Roberto Tiranti

Intervista di Francesca Di Ventura 

“Semplicità e passione ti proteggono dalla vanagloria lusinghiera del mondo della musica”, afferma Roberto Tiranti. E ancora: “La tecnologia aiuta i professionisti, ma legittima anche i non professionisti”

Osservandolo sul flyer della prossima data della sua band, col suo sguardo magnetico e una posa fascinosa, ci si attenderebbe un divo estremamente consapevole dei propri successi, uno cui approcciare col timore reverenziale di far troppo rumore. Invece i grandi sanno stupire per umiltà, semplicità, onestà di intenti e parola. Roberto Tiranti può vantare una carriera musicale di tutto rispetto, invece non se ne vanta affatto. Colpisce la sua proiezione al futuro, e un distacco rispettoso ma lucido dalle glorie che lo rendono tra i cantautori più apprezzati nel panorama Nazionale e Internazionale.

Qual è il tuo primo ricordo in musica in assoluto.

L’autoradio in macchina, con i miei genitori. Queen, Deep Purple, Battisti, New Trolls.

Per cosa vorresti essere ricordato?

Per essere stato una brava persona, uno dei tanti che ha provato a fare qualcosa di buono rimanendo sempre fedele a se stesso e conservando integrità morale. Nella musica vorrei si parlasse di me come di un bravo cantautore, non cantante: di esecutori ottimi è pieno il mondo, quel che fa la differenza è la creatività nel generare musica.

All’inizio della mia carriera, la mia voce mi ha consentito di farmi notare e stavo per cedere alle lusinghe di questo mondo dorato, ma ben presto ho realizzato la verità, compreso che dovevo proteggermi da una realtà che ti fa sentire un dio e il giorno dopo ti ignora.

Nei Paesi anglosassoni il mondo del lavoro è fatto di specializzazione, in Italia spesso risulta vincente il sapersi diversificare e reinventare. Nel contesto musicale paga più la fedeltà ad un genere/progetto o la versatilità?
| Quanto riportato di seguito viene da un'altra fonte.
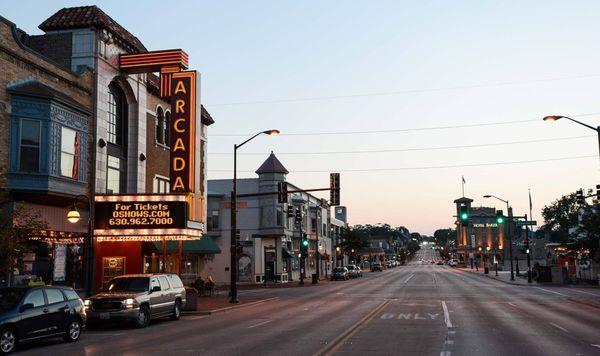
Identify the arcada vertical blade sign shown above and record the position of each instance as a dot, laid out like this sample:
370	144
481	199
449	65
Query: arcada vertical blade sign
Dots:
183	131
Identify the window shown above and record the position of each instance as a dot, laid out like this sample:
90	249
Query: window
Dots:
70	294
161	184
212	220
117	115
36	297
113	175
69	150
154	283
29	151
54	296
164	285
167	128
160	123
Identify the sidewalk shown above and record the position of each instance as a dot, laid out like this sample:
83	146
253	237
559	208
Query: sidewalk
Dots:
503	276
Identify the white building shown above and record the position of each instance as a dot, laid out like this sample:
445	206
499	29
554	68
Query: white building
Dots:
271	242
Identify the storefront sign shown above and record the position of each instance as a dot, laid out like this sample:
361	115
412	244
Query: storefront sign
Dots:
183	128
140	215
60	263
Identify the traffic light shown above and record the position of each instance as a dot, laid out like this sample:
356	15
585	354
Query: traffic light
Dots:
464	215
334	189
579	197
499	217
282	192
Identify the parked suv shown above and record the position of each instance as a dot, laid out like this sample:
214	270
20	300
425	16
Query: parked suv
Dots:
138	298
33	313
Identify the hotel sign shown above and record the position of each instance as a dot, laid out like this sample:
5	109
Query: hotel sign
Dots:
140	215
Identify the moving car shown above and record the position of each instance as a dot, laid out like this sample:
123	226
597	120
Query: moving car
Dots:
376	267
340	273
138	298
33	313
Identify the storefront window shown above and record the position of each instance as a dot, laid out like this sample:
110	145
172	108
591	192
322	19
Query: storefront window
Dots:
68	153
29	151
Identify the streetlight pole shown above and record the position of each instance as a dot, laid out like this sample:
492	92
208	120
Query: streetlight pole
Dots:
510	221
73	217
558	117
234	236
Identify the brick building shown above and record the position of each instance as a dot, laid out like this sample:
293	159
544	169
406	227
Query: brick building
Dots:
45	145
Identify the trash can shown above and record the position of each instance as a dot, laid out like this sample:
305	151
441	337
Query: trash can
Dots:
191	299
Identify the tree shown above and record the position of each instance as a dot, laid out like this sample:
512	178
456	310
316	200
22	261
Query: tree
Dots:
17	225
560	216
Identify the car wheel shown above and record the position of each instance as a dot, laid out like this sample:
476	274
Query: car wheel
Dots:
176	311
8	341
73	331
143	318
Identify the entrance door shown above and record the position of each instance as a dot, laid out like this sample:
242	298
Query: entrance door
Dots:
270	259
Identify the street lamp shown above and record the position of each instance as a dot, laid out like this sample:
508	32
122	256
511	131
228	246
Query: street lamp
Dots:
558	117
73	216
512	273
233	263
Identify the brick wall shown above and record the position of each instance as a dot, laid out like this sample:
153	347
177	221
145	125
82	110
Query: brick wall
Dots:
19	63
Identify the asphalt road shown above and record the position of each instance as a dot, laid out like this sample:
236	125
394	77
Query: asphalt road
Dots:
418	309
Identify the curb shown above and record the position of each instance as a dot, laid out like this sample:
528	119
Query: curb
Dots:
223	310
Personalmente non potrei mai rinchiudermi entro lo steccato di un certo genere: ho bisogno di sfide, di mettermi in gioco, per misurarmi con i miei limiti e la mia caparbietà nel volersi superare. I Labyrinth mi scelsero dopo una mia esibizione a Sanremo nel 1997 con i New Trolls. Seppero vedere al di là della specifica performance, intuire le mie potenzialità in un contesto power/prog metal.

Nella mia carriera ho affrontato di tutto, il lirico, il rock, il pop, il musical. Si cresce solo se si continua a camminare. Oggi più che mai. Qualche anno fa si puntava sulla costruzione di un artista, oggi fai un singolo e se non funzioni vai a casa. Fare qualcosa per piacere agli altri non è per me. Il mio nuovo album ne è un esempio: 5 pezzi elettrici, 4 acustici e 2 vocali. Un lavoro molto vario in cui l’unica nota legante è la mia voce.

Cosa significa fare il cantante in Italia?

Significa essere un professionista non riconosciuto come tale. Nel nostro Paese non esiste un “albo” per i musicisti, e si fatica ancora ad attribuire a tale mestiere la stessa dignità di altri. Sei socialmente riconosciuto un professionista se hai un pezzo di carta o se sei consacrato dalla tv.

Il digitale ha segnato una svolta epocale per la musica, nell’ambito della strumentazione, dei suoni live e ancor più della modalità di produrre dischi in studio. Qual è la tua idea a riguardo.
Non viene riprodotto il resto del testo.